I felt the same way until I went harvesting with some experienced mushroom hunters. If you stay away from the small white ones (which I do), there is very little ambiguity about what's safe and what isn't, at least in my area. I've found it to be pretty easy to ID tasty boletes, hen of the woods, chicken of the woods, honey mushrooms, oyster mushrooms, and chanterelles.
Your list is the short list of mushrooms that are fairly easy to identify and that have few 'look alikes' that are dangerously toxic.

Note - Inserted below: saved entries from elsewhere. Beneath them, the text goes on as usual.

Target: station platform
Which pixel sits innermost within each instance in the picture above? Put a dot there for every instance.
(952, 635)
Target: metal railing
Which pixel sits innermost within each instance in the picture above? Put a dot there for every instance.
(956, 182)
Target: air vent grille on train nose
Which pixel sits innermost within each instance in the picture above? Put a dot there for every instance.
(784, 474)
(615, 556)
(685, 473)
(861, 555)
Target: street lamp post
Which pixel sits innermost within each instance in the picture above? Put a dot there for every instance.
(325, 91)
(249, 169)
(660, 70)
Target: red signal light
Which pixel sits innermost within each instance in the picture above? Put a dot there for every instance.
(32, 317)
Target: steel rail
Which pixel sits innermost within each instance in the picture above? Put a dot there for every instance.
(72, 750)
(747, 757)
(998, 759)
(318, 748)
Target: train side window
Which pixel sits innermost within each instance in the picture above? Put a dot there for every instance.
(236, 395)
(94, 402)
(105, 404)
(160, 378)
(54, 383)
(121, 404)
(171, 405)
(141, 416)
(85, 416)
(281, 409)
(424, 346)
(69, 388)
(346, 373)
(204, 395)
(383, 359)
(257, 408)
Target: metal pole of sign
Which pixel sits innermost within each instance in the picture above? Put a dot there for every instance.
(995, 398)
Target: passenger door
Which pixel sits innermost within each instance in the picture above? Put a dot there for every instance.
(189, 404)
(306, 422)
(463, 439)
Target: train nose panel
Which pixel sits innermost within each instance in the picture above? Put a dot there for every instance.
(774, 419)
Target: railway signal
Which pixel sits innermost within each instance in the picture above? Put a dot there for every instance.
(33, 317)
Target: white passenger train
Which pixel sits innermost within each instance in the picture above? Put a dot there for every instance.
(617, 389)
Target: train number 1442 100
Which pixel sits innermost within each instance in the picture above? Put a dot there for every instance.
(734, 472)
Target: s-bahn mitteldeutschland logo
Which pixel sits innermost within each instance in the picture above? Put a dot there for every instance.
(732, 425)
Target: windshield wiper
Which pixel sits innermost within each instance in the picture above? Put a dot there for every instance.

I think the worst you would get is a little indigestion if you made a mistake.
Our spring is about 3 or 4 weeks behind yours, I did not find any morels on my walk today, and I was looking.
The parasol mushrooms, also
Agaricus,
Lepiota, many of the
Psilocybe mushrooms have deadly look alikes that really could kill if you are not meticulous with your identification. Stay away from them "little brown mushrooms", unless you have an experienced guide AND take the time to do a spore print in addition to careful reading through your identification guides. I once thought I had found a 'velvet foot',
Flammulina velutipes, a fall to winter mushroom that is very edible. The spore print showed I had found a Deadly Galerina,
Galerina autumnalis. Luckily, my nephew insisted on the spore print before we tasted it. Easy to do a spore print, all you need is a clean piece of paper and a cup to invert over the mushroom cap. The cup or glass keeps a breeze from distrurbing the spores as they drop. Check any of the guide books for details on how to do a spore print.
Morels are so distinctive, and unique, that they are one of the few that I would say anyone can find and accurately identify from a guide book. The false morel, its most common look alike is not edible, but it is not deadly either. The morel is one of the best tasting mushrooms, and a safe one to boot.